Ebenso kommt der Wasserversorgung eine entscheidende Bedeutung zu, das Risiko zu senken. Viele Landwirte sehen einen deutlichen positiven Effekt, wenn sie genügend sauberes Wasser aus offenen Tränken in ausreichender Zahl anbieten.
Doch Sättigung allein genügt offensichtlich nicht, um Schweine zufriedenzustellen. Eine ausreichende Beschäftigung ist absolut notwendig, damit das Schwein seine natürlichen Verhaltensweisen ausleben kann und nicht sein Wühl- und Beißverhalten auf die Körperteile anderer Schweine lenkt.
Mittlerweile werden in vielen Flatdecks Baumwollseile an Ketten aufgehängt, die von den Schweinen sehr gut angenommen werden. Je nach Bundesland kommen auch Gummischläuche zum Einsatz. Besonders bei größeren Schweinen sind Raufen wieder im Trend, die täglich mit geringen Mengen Heu befüllt werden. Dies wird von vielen als sehr effektiv gegen Schwanzbeißen beschrieben. Der Einsatz solcher Raufen bzw. Seile etc. hat sich meist schnell amortisiert.
Fazit
- Der genetische Hintergrund zum Schwanzbeißen ist aufgrund der äußerst schwierigen Merkmalserfassung wenig bekannt. Bisherige Ergebnisse deuten darauf hin, dass dessen Einfluss im Vergleich zu den Managementfaktoren sehr klein ist.

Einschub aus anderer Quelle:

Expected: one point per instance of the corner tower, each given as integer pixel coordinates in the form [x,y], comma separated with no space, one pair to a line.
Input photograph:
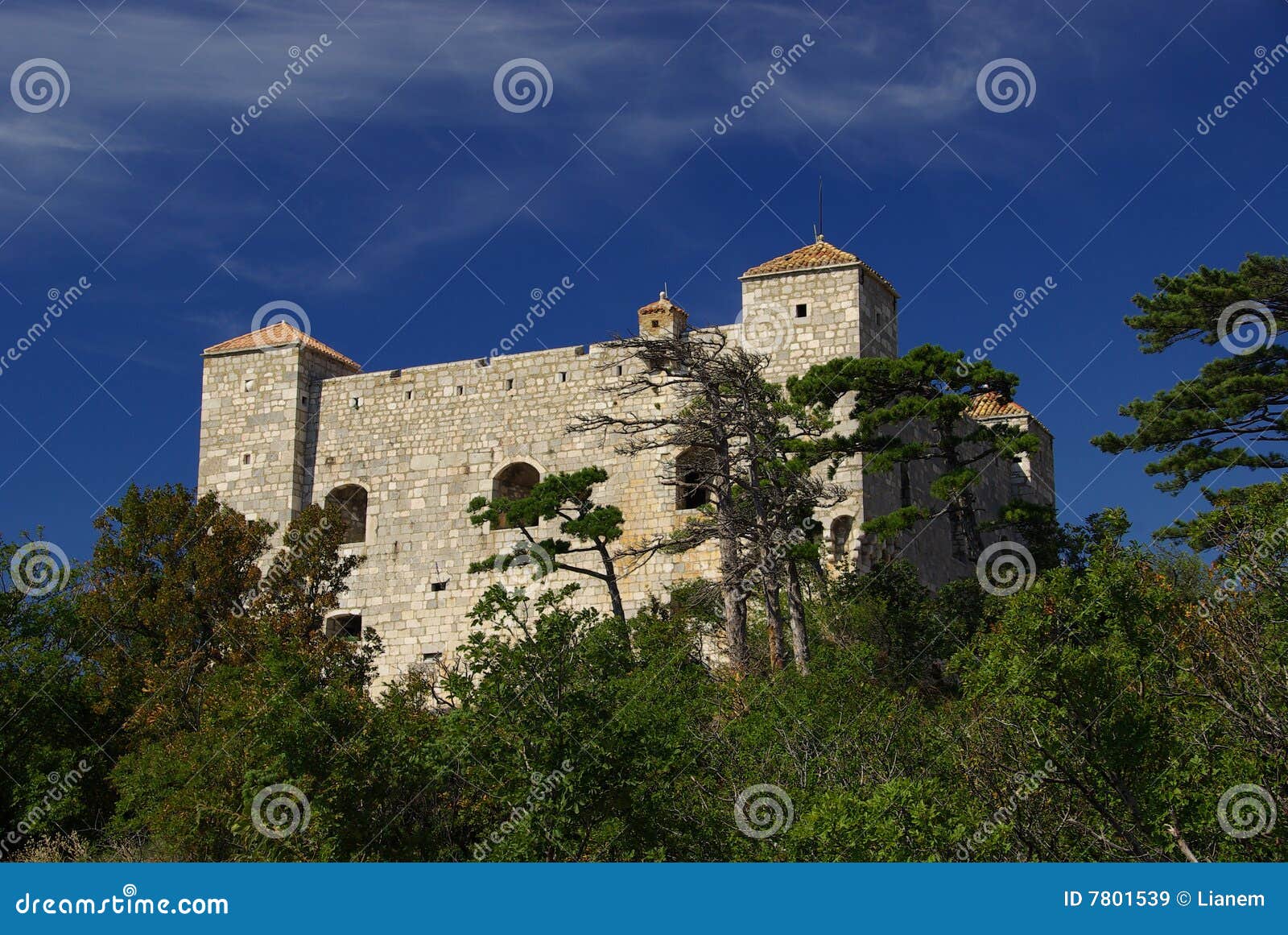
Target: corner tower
[259,419]
[817,303]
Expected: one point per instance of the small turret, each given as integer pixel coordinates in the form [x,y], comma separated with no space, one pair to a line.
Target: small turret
[663,318]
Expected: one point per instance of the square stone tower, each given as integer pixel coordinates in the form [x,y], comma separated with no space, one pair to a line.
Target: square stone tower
[815,304]
[259,414]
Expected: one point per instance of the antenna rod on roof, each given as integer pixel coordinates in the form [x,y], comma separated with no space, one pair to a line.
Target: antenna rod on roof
[819,208]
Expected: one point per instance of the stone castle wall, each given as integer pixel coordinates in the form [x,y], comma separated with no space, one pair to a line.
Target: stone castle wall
[283,427]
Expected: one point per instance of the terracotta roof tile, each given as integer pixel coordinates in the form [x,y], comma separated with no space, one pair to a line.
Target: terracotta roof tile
[663,304]
[279,335]
[817,255]
[989,404]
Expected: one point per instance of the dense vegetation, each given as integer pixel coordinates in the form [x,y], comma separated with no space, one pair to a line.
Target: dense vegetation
[1099,714]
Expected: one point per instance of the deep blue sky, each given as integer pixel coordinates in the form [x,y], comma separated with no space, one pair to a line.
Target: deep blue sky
[450,210]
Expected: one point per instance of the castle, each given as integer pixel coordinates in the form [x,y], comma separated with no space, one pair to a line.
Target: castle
[289,421]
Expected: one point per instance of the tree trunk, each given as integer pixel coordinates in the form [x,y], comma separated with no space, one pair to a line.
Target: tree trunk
[796,612]
[736,607]
[774,621]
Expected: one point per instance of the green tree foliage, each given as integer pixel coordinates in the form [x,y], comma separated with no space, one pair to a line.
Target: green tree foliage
[912,410]
[590,527]
[1236,408]
[1098,715]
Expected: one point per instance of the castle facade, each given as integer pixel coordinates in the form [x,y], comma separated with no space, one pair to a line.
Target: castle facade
[287,421]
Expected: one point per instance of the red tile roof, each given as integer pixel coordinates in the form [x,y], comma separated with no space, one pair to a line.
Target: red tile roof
[817,255]
[280,335]
[663,304]
[991,403]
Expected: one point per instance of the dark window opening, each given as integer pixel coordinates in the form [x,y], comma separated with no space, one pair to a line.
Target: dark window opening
[352,503]
[347,626]
[841,530]
[514,482]
[692,481]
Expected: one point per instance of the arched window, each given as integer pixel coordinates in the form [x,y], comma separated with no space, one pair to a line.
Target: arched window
[692,479]
[841,528]
[352,503]
[514,482]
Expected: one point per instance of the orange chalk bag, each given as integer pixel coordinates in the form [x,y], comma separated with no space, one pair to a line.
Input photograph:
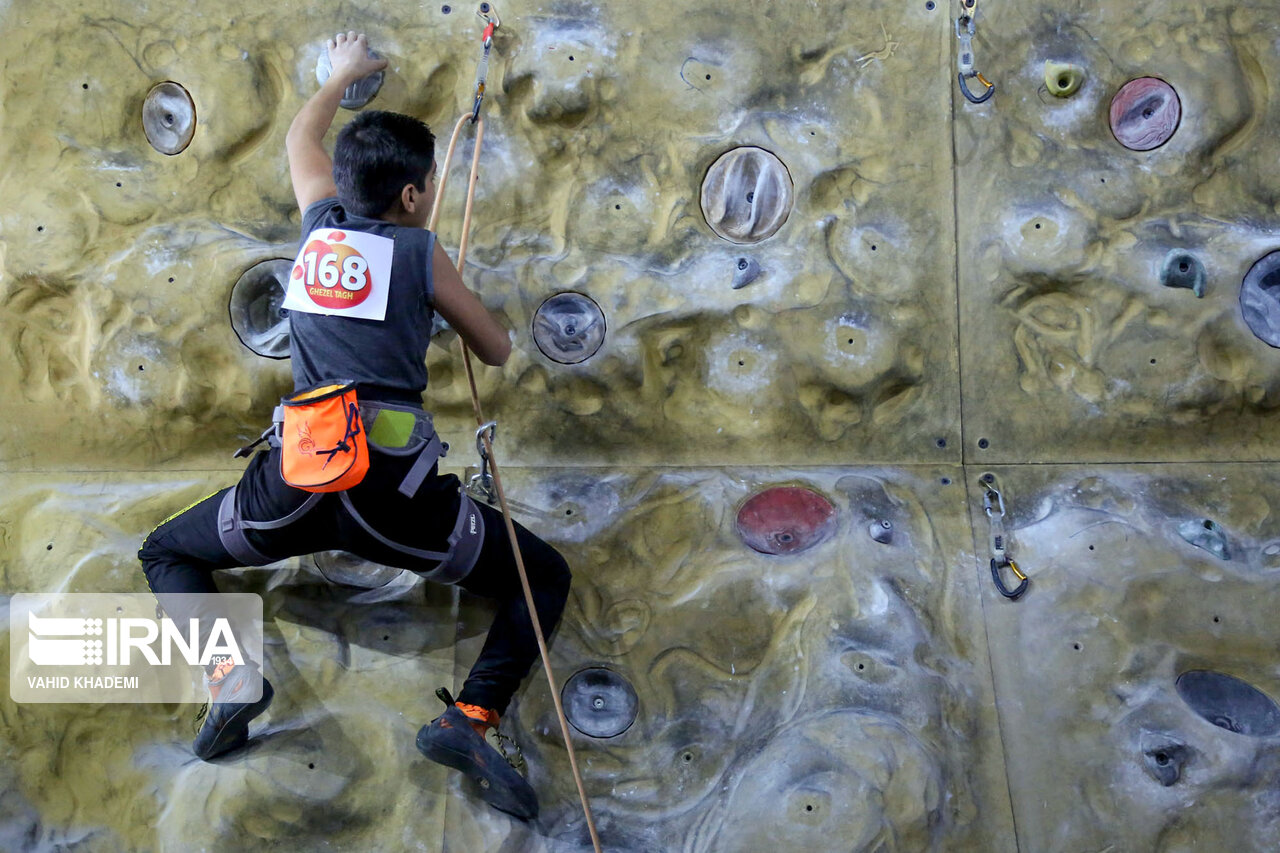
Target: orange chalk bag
[323,438]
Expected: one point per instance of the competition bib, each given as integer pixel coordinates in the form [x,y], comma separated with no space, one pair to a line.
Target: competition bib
[346,273]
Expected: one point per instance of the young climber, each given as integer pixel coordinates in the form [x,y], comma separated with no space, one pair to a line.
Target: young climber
[379,277]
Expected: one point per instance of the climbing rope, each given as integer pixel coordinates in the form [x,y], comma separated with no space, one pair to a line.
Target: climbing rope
[965,33]
[993,505]
[487,430]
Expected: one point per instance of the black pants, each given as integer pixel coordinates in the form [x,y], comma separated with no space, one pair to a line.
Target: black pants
[182,555]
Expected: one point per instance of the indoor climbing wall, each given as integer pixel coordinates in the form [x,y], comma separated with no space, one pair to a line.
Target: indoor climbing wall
[790,293]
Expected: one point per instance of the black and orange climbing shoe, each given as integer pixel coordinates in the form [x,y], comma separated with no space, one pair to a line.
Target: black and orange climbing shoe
[456,739]
[225,719]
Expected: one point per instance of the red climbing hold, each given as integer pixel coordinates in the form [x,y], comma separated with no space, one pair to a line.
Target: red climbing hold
[786,519]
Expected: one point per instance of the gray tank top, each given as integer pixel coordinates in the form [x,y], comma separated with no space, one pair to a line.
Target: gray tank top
[385,357]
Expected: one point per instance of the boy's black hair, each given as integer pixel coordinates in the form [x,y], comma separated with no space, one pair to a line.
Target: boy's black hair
[375,155]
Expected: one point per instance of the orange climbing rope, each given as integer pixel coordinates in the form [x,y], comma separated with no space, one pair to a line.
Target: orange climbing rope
[485,434]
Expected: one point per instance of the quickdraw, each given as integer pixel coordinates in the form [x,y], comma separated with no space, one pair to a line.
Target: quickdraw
[490,17]
[993,505]
[480,486]
[487,429]
[965,33]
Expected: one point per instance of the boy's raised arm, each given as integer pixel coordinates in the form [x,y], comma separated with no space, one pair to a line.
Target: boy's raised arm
[310,165]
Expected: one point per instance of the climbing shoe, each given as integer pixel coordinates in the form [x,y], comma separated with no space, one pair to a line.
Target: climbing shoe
[225,719]
[456,739]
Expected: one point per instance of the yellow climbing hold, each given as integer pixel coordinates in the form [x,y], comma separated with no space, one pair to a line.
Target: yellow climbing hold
[1063,78]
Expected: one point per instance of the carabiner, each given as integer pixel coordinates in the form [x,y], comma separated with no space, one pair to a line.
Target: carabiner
[977,99]
[991,497]
[1000,584]
[492,429]
[490,17]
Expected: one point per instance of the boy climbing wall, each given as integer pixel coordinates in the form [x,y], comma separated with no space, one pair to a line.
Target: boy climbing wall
[362,295]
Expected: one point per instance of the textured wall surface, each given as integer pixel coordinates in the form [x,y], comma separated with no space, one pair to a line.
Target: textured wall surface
[833,293]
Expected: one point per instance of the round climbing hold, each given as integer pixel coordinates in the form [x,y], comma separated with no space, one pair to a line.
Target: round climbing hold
[599,702]
[748,270]
[882,530]
[256,308]
[568,328]
[1183,269]
[746,195]
[169,118]
[359,92]
[350,570]
[1260,299]
[786,519]
[1063,80]
[1229,702]
[1144,113]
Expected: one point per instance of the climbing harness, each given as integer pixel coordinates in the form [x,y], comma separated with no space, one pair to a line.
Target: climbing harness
[392,430]
[965,33]
[487,429]
[993,505]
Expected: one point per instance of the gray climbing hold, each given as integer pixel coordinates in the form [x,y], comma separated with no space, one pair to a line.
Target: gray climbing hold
[1260,299]
[1229,702]
[169,118]
[256,306]
[1183,269]
[359,92]
[746,195]
[599,702]
[568,328]
[882,530]
[1162,757]
[1207,534]
[1144,113]
[745,270]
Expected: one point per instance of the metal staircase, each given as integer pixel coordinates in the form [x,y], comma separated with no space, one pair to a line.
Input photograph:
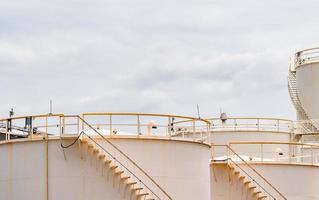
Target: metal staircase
[306,124]
[252,192]
[140,184]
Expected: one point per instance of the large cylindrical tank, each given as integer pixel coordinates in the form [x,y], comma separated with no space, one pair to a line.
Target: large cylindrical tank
[307,76]
[40,169]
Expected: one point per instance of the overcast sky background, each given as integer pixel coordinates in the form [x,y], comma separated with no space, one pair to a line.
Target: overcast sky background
[152,56]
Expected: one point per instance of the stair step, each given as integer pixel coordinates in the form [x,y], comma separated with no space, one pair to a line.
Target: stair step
[113,167]
[247,182]
[95,151]
[131,183]
[125,178]
[84,141]
[119,172]
[252,187]
[142,194]
[137,189]
[107,162]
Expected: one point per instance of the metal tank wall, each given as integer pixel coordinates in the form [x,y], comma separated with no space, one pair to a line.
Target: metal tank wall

- Im Rahmen von aufwendigen Versuchen wird versucht, mehr Wissen zu erlangen, um ggf. in die Selektion einsteigen zu können.
- Auf Problembetrieben sollten möglichst viele vorhandene Risikofaktoren für Schwanzbeißen aufgespürt und Schritt für Schritt abgestellt werden. Hierzu ist eine betriebsindividuelle Beratung in Anspruch zu nehmen.